Detection of TNF-alpha, IL-1 beta and IL-8 in experimentally infected pigs by ELISA

The serum levels of TNF-alpha, IL-1 beta and IL-8 (ELISA kits; RayBiotech Inc., Norcross, GA, USA) were determined at days 0, 7, 15, 33, 36, 47 and 62 in infected and control pigs following manufacturer’s recommendations. Briefly, 100 μl of each standard recombinant porcine cytokine (RayBiotech) and pig serum samples were added to 96-well plates (MaxiBinding, SPL Life sciences, Korea) and incubated for 2.5 hrs. Plates were washed 4 times with 1x wash solution, inverted and cleaned with paper towels. Then, 100 μl of biotinylated anti-pig antibody (RayBiotech) were added to each well, incubated for 1 hr and washed as described before. Hundred μl of horseradish peroxidase labeled streptavidin solution (RayBiotech) were added to each well, incubated for 45 min and washed as before. Finally, 100 μl of 3,3’,5,5’-tetramethylbenzidine (TMB) One-Step substrate reagent (RayBiotech) were added to each well, incubated for 30 min in the dark and 50 μl of stop solution (0.2 M sulfuric acid) were added to each well before reading the plate at OD450nm immediately. All incubations were done at room temperature with gentle shaking. The mean OD450nm was calculated for each set of duplicate standards, controls and samples and the average zero standard OD450nm was subtracted. The standard curve was plotted and used to calculate serum cytokine concentrations in infected and control pigs. Infected to uninfected ratios were compared between infected and control pigs by Student’s t-test (P = 0.05).

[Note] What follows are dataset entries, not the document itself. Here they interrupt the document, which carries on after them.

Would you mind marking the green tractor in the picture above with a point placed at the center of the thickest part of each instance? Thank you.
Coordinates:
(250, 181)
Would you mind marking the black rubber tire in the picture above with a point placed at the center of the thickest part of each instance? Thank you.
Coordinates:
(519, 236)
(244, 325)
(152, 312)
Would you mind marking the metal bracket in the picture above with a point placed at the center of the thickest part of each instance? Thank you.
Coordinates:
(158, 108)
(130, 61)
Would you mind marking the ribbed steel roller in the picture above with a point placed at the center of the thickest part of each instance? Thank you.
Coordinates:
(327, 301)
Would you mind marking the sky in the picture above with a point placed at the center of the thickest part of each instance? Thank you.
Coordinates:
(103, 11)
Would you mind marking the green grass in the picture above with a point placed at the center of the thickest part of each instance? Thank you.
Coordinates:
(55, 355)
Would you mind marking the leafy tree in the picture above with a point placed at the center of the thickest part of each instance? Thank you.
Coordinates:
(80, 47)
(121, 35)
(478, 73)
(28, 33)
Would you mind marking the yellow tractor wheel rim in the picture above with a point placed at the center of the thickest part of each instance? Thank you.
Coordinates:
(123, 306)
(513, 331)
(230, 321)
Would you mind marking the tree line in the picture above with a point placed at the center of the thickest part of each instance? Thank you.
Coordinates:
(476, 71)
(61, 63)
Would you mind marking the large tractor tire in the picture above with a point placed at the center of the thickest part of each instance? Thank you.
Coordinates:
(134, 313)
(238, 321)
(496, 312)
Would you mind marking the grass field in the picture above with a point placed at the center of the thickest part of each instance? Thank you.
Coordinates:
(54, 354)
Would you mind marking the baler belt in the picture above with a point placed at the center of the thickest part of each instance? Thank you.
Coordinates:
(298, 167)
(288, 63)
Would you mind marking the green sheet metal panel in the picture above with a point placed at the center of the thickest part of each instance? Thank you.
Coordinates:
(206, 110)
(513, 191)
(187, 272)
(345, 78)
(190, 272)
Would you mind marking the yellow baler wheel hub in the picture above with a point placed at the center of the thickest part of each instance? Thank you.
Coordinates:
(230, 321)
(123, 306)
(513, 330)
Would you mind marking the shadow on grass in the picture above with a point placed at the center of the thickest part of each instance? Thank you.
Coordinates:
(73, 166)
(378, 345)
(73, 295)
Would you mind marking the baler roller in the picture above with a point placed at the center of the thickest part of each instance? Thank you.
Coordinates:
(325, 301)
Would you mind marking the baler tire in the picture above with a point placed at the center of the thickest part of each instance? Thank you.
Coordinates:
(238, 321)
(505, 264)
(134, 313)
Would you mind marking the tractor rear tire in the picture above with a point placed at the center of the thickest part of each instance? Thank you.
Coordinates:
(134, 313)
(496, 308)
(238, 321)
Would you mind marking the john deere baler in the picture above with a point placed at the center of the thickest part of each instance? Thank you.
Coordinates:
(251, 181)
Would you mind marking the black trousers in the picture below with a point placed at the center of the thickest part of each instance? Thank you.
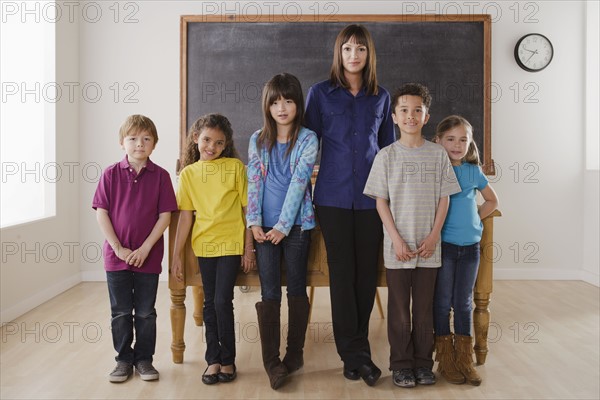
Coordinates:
(352, 239)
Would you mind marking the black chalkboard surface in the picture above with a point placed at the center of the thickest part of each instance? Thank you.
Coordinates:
(225, 63)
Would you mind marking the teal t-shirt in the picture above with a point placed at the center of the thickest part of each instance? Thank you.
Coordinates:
(463, 226)
(277, 183)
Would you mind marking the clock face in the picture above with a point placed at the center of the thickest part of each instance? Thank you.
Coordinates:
(534, 52)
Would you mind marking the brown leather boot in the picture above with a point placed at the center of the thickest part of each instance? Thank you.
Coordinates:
(464, 359)
(444, 354)
(269, 326)
(298, 307)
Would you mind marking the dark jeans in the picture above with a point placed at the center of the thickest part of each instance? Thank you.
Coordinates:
(454, 288)
(133, 291)
(218, 280)
(352, 239)
(410, 333)
(294, 248)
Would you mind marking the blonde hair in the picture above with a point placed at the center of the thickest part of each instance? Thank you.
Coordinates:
(137, 123)
(218, 121)
(361, 36)
(451, 122)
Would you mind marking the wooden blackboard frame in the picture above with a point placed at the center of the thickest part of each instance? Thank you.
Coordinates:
(483, 19)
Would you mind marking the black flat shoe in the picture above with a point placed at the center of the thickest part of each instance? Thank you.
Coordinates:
(370, 373)
(210, 379)
(227, 377)
(351, 374)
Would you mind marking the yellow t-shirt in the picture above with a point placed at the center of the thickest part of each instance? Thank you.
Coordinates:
(217, 191)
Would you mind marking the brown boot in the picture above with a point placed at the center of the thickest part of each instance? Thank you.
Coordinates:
(269, 326)
(444, 354)
(464, 359)
(298, 307)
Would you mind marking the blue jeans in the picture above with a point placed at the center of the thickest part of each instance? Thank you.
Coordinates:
(129, 291)
(218, 280)
(454, 288)
(294, 248)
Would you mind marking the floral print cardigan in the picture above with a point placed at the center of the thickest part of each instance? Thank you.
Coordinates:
(302, 161)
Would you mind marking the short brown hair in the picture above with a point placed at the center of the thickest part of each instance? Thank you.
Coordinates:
(137, 123)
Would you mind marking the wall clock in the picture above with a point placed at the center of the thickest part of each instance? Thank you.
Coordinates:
(533, 52)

Buffy coat cell composition in experimentally infected pigs

Buffy coat was obtained by centrifugation of 10 ml of heparin-treated blood at 200xg for 10 min. The Buffy coat was removed and resuspended in 5 ml PBS. Cell suspension (100 μl) was then treated with 1 ml of BD-FACS lysing solution (Becton Dickinson, Madrid, Spain), centrifuged and resuspended in 500 μl PBS. The analyses of cell subpopulations were performed using a FACScalibur (Becton Dickinson) flow cytometer. Subpopulation were gated and counted by their characteristic forward and side scatter. Results were compared between inoculated and control pigs by ANOVA test (P = 0.05).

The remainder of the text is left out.